Tuesday, April 21, 2015

Her Lonely Lane (aka A Wanderer's Notebook)

Even in a popular tourist spot like Shirakawa-go's Ogimachi,
one can find quiet -- and lonely? -- lanes ;)
 
Her Lonely Lane (aka A Wanderer's Notebook) (Japan, 1962)
- Mikio Naruse, dir.
- Starring: Hideko Takamine, Kinuyo Tanaka, Daisuke Kato, Akira Takarada
 
The fourth Mikio Naruse film I've seen thus far this month -- courtesy of the Hong Kong International Film Festival Society -- is the first of the quartet to not star Setsuko Hara.
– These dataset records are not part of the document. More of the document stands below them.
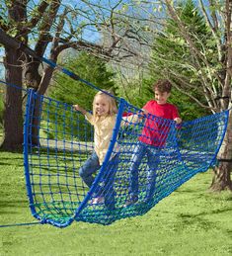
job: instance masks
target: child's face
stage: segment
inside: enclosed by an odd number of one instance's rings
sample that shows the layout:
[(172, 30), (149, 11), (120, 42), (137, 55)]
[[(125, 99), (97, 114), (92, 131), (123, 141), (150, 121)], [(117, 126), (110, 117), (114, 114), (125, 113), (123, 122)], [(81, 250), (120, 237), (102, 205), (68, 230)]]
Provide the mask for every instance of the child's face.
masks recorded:
[(110, 104), (106, 96), (99, 95), (95, 99), (95, 112), (99, 117), (107, 116), (110, 112)]
[(170, 93), (168, 92), (160, 92), (157, 89), (155, 89), (155, 100), (157, 101), (158, 104), (162, 105), (167, 103), (167, 100), (170, 96)]

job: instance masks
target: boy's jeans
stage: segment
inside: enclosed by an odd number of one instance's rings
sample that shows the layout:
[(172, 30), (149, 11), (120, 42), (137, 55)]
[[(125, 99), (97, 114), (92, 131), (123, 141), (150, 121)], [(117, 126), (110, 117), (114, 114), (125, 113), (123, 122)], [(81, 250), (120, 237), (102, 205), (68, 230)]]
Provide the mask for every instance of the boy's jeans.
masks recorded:
[(160, 162), (160, 148), (138, 141), (131, 158), (130, 167), (129, 195), (133, 201), (138, 200), (138, 171), (139, 165), (145, 155), (147, 155), (147, 164), (149, 167), (146, 200), (151, 199), (155, 191), (156, 169)]
[[(107, 168), (103, 174), (102, 180), (100, 183), (103, 186), (97, 186), (95, 192), (97, 197), (104, 197), (105, 204), (108, 209), (115, 209), (115, 190), (114, 190), (114, 180), (116, 171), (117, 169), (118, 164), (118, 155), (115, 155), (108, 163)], [(80, 177), (86, 183), (86, 185), (90, 188), (95, 180), (93, 176), (100, 169), (101, 165), (99, 163), (99, 157), (95, 151), (93, 151), (92, 155), (85, 161), (83, 166), (81, 166), (79, 170)]]

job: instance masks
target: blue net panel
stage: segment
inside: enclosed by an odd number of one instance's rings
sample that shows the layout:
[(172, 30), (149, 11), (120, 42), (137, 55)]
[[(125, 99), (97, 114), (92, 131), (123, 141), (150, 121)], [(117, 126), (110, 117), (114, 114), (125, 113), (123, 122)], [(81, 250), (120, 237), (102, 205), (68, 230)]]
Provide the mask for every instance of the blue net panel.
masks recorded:
[[(73, 220), (110, 224), (142, 215), (198, 172), (215, 163), (228, 111), (184, 122), (152, 115), (116, 99), (118, 113), (104, 163), (89, 188), (79, 169), (92, 154), (93, 127), (72, 106), (28, 94), (25, 172), (30, 208), (41, 223)], [(141, 142), (147, 121), (156, 145)], [(96, 193), (103, 200), (95, 202)], [(131, 195), (133, 197), (131, 197)], [(132, 204), (126, 205), (128, 201)]]

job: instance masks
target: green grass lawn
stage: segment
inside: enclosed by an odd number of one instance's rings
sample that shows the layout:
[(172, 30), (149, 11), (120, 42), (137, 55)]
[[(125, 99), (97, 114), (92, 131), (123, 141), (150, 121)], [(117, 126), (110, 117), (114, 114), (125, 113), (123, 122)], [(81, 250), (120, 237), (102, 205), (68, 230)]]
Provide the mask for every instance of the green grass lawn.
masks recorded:
[[(0, 225), (35, 222), (23, 157), (0, 152)], [(143, 216), (111, 225), (73, 222), (0, 228), (0, 255), (232, 255), (232, 194), (207, 192), (212, 174), (197, 174)]]

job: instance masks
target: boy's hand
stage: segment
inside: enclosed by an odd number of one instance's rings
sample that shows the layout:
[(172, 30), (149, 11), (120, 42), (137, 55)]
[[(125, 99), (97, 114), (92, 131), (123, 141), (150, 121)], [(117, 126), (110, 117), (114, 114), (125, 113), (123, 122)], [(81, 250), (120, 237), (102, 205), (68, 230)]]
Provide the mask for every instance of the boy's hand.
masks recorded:
[(178, 125), (182, 123), (182, 119), (180, 119), (180, 118), (176, 118), (176, 119), (174, 119), (174, 121), (175, 121)]

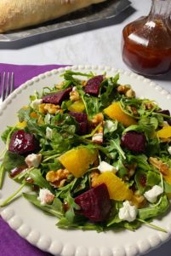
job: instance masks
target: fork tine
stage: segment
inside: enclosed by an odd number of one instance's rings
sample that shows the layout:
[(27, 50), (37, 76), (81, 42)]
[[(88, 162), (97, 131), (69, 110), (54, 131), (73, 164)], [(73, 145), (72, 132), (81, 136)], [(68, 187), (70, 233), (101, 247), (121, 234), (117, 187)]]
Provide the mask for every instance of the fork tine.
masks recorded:
[(2, 86), (2, 100), (4, 100), (4, 88), (5, 87), (5, 72), (3, 72), (3, 86)]
[(9, 72), (7, 73), (7, 86), (6, 86), (6, 93), (5, 93), (5, 99), (9, 96)]
[(10, 91), (9, 93), (13, 92), (14, 90), (14, 72), (11, 74), (11, 84), (10, 84)]

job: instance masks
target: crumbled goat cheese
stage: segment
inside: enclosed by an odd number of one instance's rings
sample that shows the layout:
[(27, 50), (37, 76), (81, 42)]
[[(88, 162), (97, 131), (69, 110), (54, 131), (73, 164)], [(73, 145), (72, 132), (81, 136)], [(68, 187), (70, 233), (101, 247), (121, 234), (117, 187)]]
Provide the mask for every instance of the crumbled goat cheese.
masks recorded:
[(168, 152), (171, 154), (171, 146), (168, 148)]
[(146, 200), (151, 203), (154, 203), (157, 201), (158, 195), (163, 193), (163, 189), (160, 186), (155, 185), (151, 189), (146, 191), (144, 194), (144, 196)]
[(72, 91), (76, 91), (76, 90), (77, 90), (77, 87), (76, 87), (76, 86), (73, 86), (71, 90), (72, 90)]
[(26, 163), (29, 168), (31, 167), (38, 167), (42, 160), (42, 154), (28, 154), (27, 157), (25, 159), (25, 162)]
[(52, 203), (54, 199), (54, 194), (52, 194), (48, 189), (41, 189), (39, 191), (39, 196), (37, 200), (40, 201), (41, 205), (48, 205)]
[(46, 128), (46, 137), (49, 140), (52, 139), (52, 133), (53, 133), (53, 131), (52, 129), (50, 129), (49, 127), (47, 127)]
[(99, 166), (97, 167), (98, 170), (100, 170), (100, 172), (115, 172), (115, 168), (109, 165), (108, 163), (105, 161), (101, 161)]
[(137, 216), (137, 208), (131, 206), (128, 201), (123, 202), (123, 207), (119, 209), (119, 218), (128, 222), (134, 221)]
[(94, 134), (94, 136), (92, 137), (92, 142), (99, 144), (103, 143), (103, 133), (99, 132)]
[(37, 109), (38, 106), (42, 104), (43, 99), (36, 99), (31, 103), (31, 108), (33, 109)]
[(106, 128), (109, 131), (109, 132), (112, 132), (115, 129), (115, 125), (113, 124), (112, 121), (106, 120), (105, 122), (105, 128)]

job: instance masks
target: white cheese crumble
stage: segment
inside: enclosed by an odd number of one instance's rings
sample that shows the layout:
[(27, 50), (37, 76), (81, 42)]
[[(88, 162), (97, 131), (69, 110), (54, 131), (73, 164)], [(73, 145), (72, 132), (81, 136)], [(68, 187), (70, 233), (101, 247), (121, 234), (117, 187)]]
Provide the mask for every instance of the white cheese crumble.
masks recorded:
[(171, 146), (168, 148), (168, 152), (171, 154)]
[(25, 159), (25, 162), (26, 163), (29, 168), (31, 167), (38, 167), (42, 160), (42, 154), (28, 154), (27, 157)]
[(157, 201), (158, 195), (163, 193), (163, 189), (158, 185), (155, 185), (151, 189), (146, 191), (144, 196), (151, 203), (154, 203)]
[(33, 102), (31, 102), (31, 108), (32, 108), (33, 109), (37, 109), (38, 106), (42, 104), (42, 102), (43, 99), (36, 99)]
[(109, 165), (105, 161), (101, 161), (97, 168), (98, 168), (98, 170), (100, 170), (100, 172), (115, 172), (116, 171), (112, 166)]
[(52, 129), (49, 128), (49, 127), (47, 127), (47, 128), (46, 128), (46, 137), (47, 137), (48, 139), (49, 139), (49, 140), (52, 139), (52, 133), (53, 133)]
[(47, 205), (52, 203), (54, 199), (54, 194), (52, 194), (48, 189), (41, 189), (39, 191), (39, 196), (37, 200), (40, 201), (41, 205)]
[(131, 206), (128, 201), (123, 202), (123, 207), (119, 209), (119, 218), (128, 222), (134, 221), (137, 216), (137, 208)]
[(103, 143), (103, 133), (99, 132), (94, 134), (94, 136), (92, 137), (92, 142), (99, 144)]
[(105, 122), (105, 128), (108, 130), (109, 132), (112, 132), (115, 129), (115, 125), (111, 120), (106, 120)]

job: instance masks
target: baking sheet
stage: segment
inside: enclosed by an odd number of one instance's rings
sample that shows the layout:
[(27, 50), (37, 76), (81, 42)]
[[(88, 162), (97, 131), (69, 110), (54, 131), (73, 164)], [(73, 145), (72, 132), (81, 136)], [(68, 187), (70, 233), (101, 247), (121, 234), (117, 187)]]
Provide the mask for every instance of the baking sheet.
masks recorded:
[(0, 34), (0, 42), (13, 42), (49, 32), (58, 32), (61, 29), (84, 23), (113, 18), (127, 9), (130, 3), (128, 0), (108, 0), (65, 15), (55, 20), (46, 22), (43, 25)]

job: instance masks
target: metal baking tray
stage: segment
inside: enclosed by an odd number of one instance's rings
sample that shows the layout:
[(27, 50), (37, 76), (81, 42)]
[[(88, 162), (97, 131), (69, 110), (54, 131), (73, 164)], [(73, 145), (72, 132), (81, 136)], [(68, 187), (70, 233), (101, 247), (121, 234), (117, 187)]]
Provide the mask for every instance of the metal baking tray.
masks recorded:
[(128, 0), (108, 0), (105, 3), (94, 4), (84, 9), (65, 15), (50, 22), (26, 29), (0, 34), (0, 42), (13, 42), (26, 38), (58, 32), (61, 29), (85, 23), (113, 18), (130, 5)]

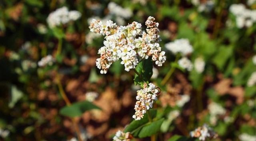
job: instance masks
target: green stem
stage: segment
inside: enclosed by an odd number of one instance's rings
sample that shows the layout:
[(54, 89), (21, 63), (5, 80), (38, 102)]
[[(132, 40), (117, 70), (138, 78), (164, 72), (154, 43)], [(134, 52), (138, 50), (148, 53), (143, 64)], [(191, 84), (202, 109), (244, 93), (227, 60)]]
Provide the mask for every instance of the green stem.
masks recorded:
[[(67, 95), (65, 93), (65, 91), (64, 91), (64, 89), (63, 89), (63, 87), (61, 84), (60, 75), (58, 73), (57, 73), (57, 74), (56, 75), (56, 78), (57, 79), (57, 84), (59, 88), (59, 90), (60, 91), (60, 95), (61, 95), (62, 98), (63, 98), (63, 99), (64, 99), (65, 102), (68, 105), (68, 106), (70, 106), (70, 105), (71, 105), (71, 103), (69, 101), (69, 99), (68, 99)], [(80, 132), (80, 130), (79, 130), (79, 128), (78, 127), (77, 123), (76, 121), (74, 118), (71, 118), (71, 119), (72, 120), (72, 122), (73, 122), (73, 124), (74, 125), (75, 130), (76, 130), (76, 134), (77, 134), (78, 140), (79, 140), (79, 141), (82, 141), (82, 138), (81, 137), (81, 132)]]
[(140, 79), (141, 80), (143, 81), (144, 81), (144, 82), (148, 84), (149, 84), (148, 82), (146, 81), (145, 81), (143, 79), (143, 77), (142, 77), (141, 76), (140, 74), (140, 73), (139, 73), (139, 72), (138, 72), (138, 71), (136, 70), (136, 69), (133, 69), (133, 70), (134, 70), (134, 72), (135, 72), (135, 73), (136, 73), (139, 76), (139, 77), (140, 77)]
[[(179, 59), (180, 56), (180, 55), (179, 54), (177, 54), (176, 56), (176, 58), (175, 58), (175, 61), (174, 61), (174, 63), (176, 63), (178, 62), (178, 60)], [(172, 74), (174, 71), (175, 70), (175, 67), (172, 67), (171, 68), (171, 69), (169, 70), (169, 71), (167, 73), (167, 74), (166, 74), (166, 75), (165, 75), (164, 78), (163, 80), (161, 82), (161, 85), (163, 86), (165, 85), (165, 84), (167, 82), (167, 81), (168, 81), (168, 80), (170, 79), (170, 77), (171, 77)]]
[(62, 44), (62, 40), (61, 38), (58, 38), (58, 48), (57, 49), (57, 56), (60, 54)]
[(222, 16), (223, 13), (223, 8), (225, 5), (225, 0), (220, 0), (220, 12), (218, 14), (217, 18), (216, 18), (216, 22), (214, 24), (214, 28), (213, 33), (212, 34), (212, 38), (215, 39), (218, 36), (218, 34), (220, 29), (220, 26), (221, 23), (221, 18)]

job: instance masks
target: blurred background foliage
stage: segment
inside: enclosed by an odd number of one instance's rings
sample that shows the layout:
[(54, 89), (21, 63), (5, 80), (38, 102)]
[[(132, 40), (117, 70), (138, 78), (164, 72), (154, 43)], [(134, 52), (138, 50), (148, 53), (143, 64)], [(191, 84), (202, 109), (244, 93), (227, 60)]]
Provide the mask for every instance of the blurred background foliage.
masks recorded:
[[(242, 133), (255, 137), (256, 85), (247, 84), (256, 71), (252, 59), (256, 52), (256, 24), (238, 28), (235, 16), (229, 10), (238, 3), (253, 10), (255, 3), (111, 1), (132, 12), (132, 16), (122, 19), (124, 25), (134, 21), (144, 25), (149, 16), (159, 23), (160, 44), (166, 52), (167, 61), (161, 67), (154, 66), (159, 74), (152, 81), (160, 85), (171, 68), (175, 67), (171, 63), (175, 56), (164, 46), (176, 39), (189, 40), (194, 50), (189, 57), (192, 62), (198, 57), (205, 62), (203, 72), (176, 69), (162, 86), (164, 91), (155, 106), (166, 117), (164, 123), (168, 126), (161, 127), (163, 140), (174, 134), (188, 136), (189, 131), (204, 123), (218, 133), (216, 140), (242, 140), (238, 137)], [(133, 84), (134, 74), (124, 71), (120, 62), (114, 63), (106, 75), (100, 74), (95, 62), (104, 39), (92, 37), (88, 28), (96, 16), (118, 22), (120, 19), (108, 8), (110, 2), (0, 1), (0, 140), (65, 141), (75, 136), (70, 119), (59, 113), (66, 104), (58, 92), (58, 73), (71, 102), (86, 100), (89, 92), (99, 94), (93, 102), (102, 111), (86, 111), (75, 119), (86, 136), (84, 140), (111, 140), (117, 130), (132, 121), (136, 92), (140, 89)], [(79, 11), (81, 18), (61, 25), (60, 30), (50, 28), (46, 20), (50, 13), (64, 6)], [(58, 38), (63, 39), (60, 56), (56, 55)], [(39, 67), (38, 62), (48, 54), (54, 56), (56, 63)], [(177, 107), (176, 101), (184, 95), (190, 95), (190, 100), (183, 107)], [(212, 123), (209, 105), (214, 102), (225, 113), (214, 116), (216, 121)], [(170, 120), (169, 113), (176, 110), (180, 115)]]

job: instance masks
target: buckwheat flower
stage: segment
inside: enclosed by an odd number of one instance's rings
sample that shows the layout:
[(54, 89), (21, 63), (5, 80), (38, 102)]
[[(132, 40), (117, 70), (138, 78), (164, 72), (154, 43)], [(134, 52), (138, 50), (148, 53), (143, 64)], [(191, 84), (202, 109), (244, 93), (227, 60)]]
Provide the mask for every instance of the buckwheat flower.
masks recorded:
[(165, 44), (165, 48), (173, 54), (176, 54), (180, 52), (183, 56), (186, 56), (194, 50), (188, 39), (180, 39)]
[(179, 107), (182, 107), (185, 104), (188, 102), (190, 99), (188, 95), (181, 95), (180, 99), (176, 102), (176, 105)]
[(142, 30), (141, 24), (136, 22), (118, 26), (111, 20), (104, 23), (93, 19), (89, 27), (90, 31), (106, 36), (104, 46), (98, 51), (100, 57), (96, 61), (100, 73), (106, 73), (112, 63), (119, 59), (126, 71), (136, 68), (140, 58), (147, 59), (151, 56), (156, 64), (162, 66), (166, 57), (158, 43), (158, 24), (154, 20), (153, 17), (148, 18), (146, 22), (148, 30), (145, 32)]
[(144, 84), (143, 89), (137, 91), (136, 99), (138, 101), (134, 107), (135, 113), (132, 118), (136, 120), (143, 118), (146, 110), (153, 107), (154, 102), (157, 100), (157, 94), (158, 90), (155, 85), (150, 83)]
[(113, 138), (113, 141), (130, 141), (132, 138), (130, 132), (124, 133), (118, 130)]
[(204, 70), (205, 62), (202, 58), (198, 58), (195, 60), (194, 66), (196, 71), (199, 73), (202, 73)]
[(79, 12), (76, 10), (69, 12), (68, 8), (64, 6), (50, 13), (46, 21), (50, 27), (53, 28), (76, 20), (80, 17), (81, 14)]
[(183, 57), (178, 61), (179, 65), (184, 69), (190, 71), (192, 70), (193, 65), (190, 61), (186, 57)]
[(85, 94), (85, 99), (90, 102), (92, 102), (96, 99), (98, 95), (99, 94), (96, 92), (88, 92)]
[(108, 8), (110, 14), (120, 16), (126, 19), (130, 18), (133, 15), (130, 9), (123, 8), (114, 2), (108, 4)]
[(247, 81), (247, 85), (248, 87), (254, 86), (256, 83), (256, 71), (254, 71), (251, 75)]
[(243, 133), (239, 135), (238, 138), (241, 141), (256, 141), (256, 135), (252, 135)]
[(256, 65), (256, 55), (252, 57), (252, 60), (253, 64)]
[(52, 57), (52, 55), (48, 55), (44, 57), (39, 61), (38, 64), (40, 67), (43, 67), (46, 65), (52, 66), (55, 61), (55, 60)]
[(198, 138), (200, 141), (205, 141), (207, 137), (212, 139), (218, 137), (217, 133), (206, 124), (191, 131), (190, 134), (191, 137)]

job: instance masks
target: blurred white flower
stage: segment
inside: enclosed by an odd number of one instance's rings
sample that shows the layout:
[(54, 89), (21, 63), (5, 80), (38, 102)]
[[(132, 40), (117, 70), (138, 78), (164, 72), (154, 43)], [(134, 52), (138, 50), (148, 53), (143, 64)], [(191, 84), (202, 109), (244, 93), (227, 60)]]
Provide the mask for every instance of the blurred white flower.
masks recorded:
[(198, 58), (195, 60), (194, 66), (196, 71), (199, 73), (202, 73), (204, 70), (205, 62), (201, 57)]
[(188, 95), (181, 95), (180, 99), (176, 102), (176, 105), (179, 107), (182, 107), (185, 104), (188, 102), (190, 99), (190, 97)]
[(217, 133), (206, 124), (199, 127), (190, 133), (191, 137), (198, 138), (200, 141), (205, 141), (206, 138), (215, 138), (218, 137)]
[(256, 141), (256, 136), (243, 133), (239, 135), (238, 138), (241, 141)]
[(46, 21), (49, 27), (53, 28), (61, 24), (76, 20), (79, 18), (81, 15), (79, 12), (76, 10), (69, 12), (68, 8), (64, 6), (50, 13)]
[(252, 73), (251, 76), (248, 79), (247, 81), (247, 85), (248, 87), (252, 87), (255, 85), (256, 83), (256, 71), (254, 71)]
[(38, 63), (38, 66), (43, 67), (46, 65), (52, 66), (55, 61), (55, 60), (52, 57), (51, 55), (42, 58)]
[(253, 64), (256, 65), (256, 55), (252, 57), (252, 60)]
[(180, 67), (190, 71), (193, 68), (193, 64), (186, 57), (183, 57), (178, 61), (178, 63)]
[(172, 52), (174, 54), (176, 54), (180, 52), (183, 56), (191, 54), (194, 50), (188, 39), (176, 40), (173, 42), (166, 44), (164, 46), (166, 49)]
[(88, 92), (85, 94), (86, 99), (86, 100), (90, 101), (92, 102), (98, 97), (99, 94), (94, 91)]

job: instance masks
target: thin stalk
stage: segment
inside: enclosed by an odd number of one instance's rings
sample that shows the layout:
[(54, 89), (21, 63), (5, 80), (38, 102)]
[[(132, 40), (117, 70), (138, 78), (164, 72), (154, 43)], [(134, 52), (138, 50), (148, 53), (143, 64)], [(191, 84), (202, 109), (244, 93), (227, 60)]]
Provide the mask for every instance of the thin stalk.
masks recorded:
[[(178, 60), (180, 58), (180, 55), (178, 54), (176, 56), (175, 61), (174, 61), (175, 63), (178, 62)], [(162, 86), (164, 85), (167, 82), (167, 81), (168, 81), (168, 80), (169, 80), (170, 77), (171, 77), (171, 76), (172, 76), (172, 73), (173, 73), (175, 70), (175, 67), (172, 67), (171, 68), (171, 69), (169, 70), (169, 71), (168, 71), (168, 72), (167, 73), (167, 74), (166, 74), (166, 75), (165, 75), (165, 77), (164, 77), (164, 78), (163, 80), (162, 80), (162, 82), (161, 82), (161, 85), (162, 85)]]
[(214, 27), (213, 29), (213, 33), (212, 34), (212, 38), (215, 39), (218, 36), (218, 34), (220, 29), (220, 26), (221, 23), (221, 18), (223, 13), (223, 8), (225, 5), (225, 0), (220, 0), (220, 12), (217, 16), (216, 22), (214, 24)]
[(58, 48), (57, 49), (57, 55), (60, 54), (62, 44), (62, 40), (61, 38), (58, 38)]
[[(63, 99), (64, 99), (65, 102), (68, 105), (68, 106), (70, 106), (71, 105), (71, 103), (70, 102), (70, 101), (69, 101), (69, 99), (68, 99), (67, 95), (65, 93), (65, 91), (64, 91), (63, 87), (61, 84), (60, 75), (58, 73), (57, 73), (57, 75), (56, 75), (56, 78), (57, 79), (57, 84), (58, 85), (58, 88), (59, 88), (59, 90), (60, 91), (60, 95), (61, 95), (62, 98), (63, 98)], [(77, 134), (78, 140), (79, 140), (79, 141), (82, 141), (82, 138), (81, 137), (81, 132), (80, 132), (80, 130), (79, 130), (79, 128), (78, 127), (77, 123), (76, 121), (75, 120), (75, 119), (74, 117), (71, 118), (71, 120), (72, 120), (73, 124), (74, 125), (75, 130), (76, 130), (76, 134)]]

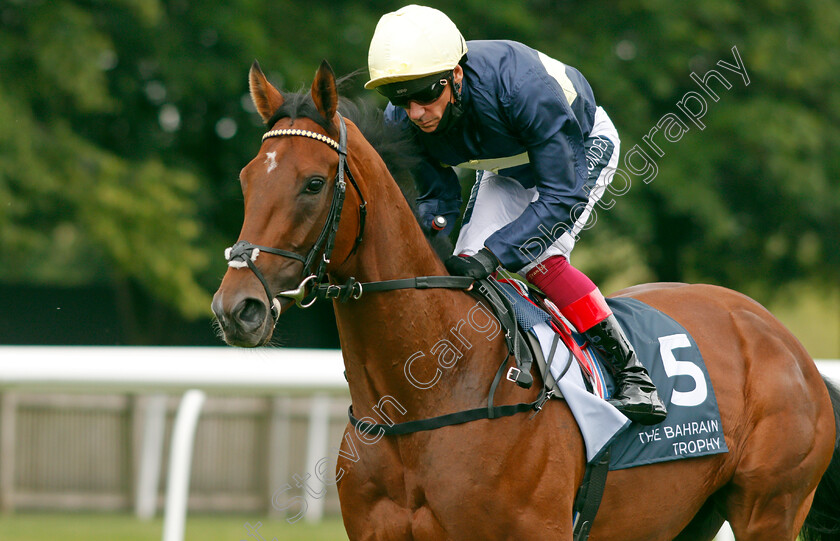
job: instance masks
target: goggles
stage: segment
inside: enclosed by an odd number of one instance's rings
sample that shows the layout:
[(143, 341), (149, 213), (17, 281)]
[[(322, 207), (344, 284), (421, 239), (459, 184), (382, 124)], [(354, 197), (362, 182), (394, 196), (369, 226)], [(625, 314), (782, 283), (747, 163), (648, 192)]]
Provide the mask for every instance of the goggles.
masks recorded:
[(449, 84), (451, 72), (438, 73), (415, 79), (382, 85), (377, 90), (395, 107), (408, 107), (409, 102), (428, 105), (437, 101)]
Instead, this biography of writer Fumiko Hayashi (a number of whose works Naruse made into films, including Repast) stars the director's favorite actress, Hideko Takamine.

Like many of Naruse's other films, this is a drama that centers on a woman whose life is not happy for the most part.  Although Fumiko Hayashi went on to achieve major professional success and considerable wealth, and also eventually found a husband who appeared to care greatly for her, the early decades of her life were filled with poverty, frustration and unsuccessful romantic relationships.
 
Born out of wedlock, her mother (played in the film by Kinuyo Tanaka) left Hayashi's biological father for a man who, early on in Her Lonely Lane, is arrested for peddling cosmetic products that have the police scoffing at what they claim to be able to do.  For years, the trio roam around the country trying to sell wares that appear to have few takers until the day that Fumiko announces that she's adult enough to look after herself and thereupon stays in Tokyo to try to make her own living while her mother goes off to Kyushu to look after her hapless husband.
 
There's what appears to be an inside joke when at least two different people suggest that Fumiko consider getting work as a bus conductor (Naruse's first film with Hideko Takamine was 1941's Hideko, the Bus Conductor), only to be given various reasons why she couldn't get this job, including Fumiko not having the right temperament and also being too myopic.  Instead, the young woman becomes a hostess in bars (more than once) and, at other times, paints facial features onto dolls in a factory that resembles a sweatshop.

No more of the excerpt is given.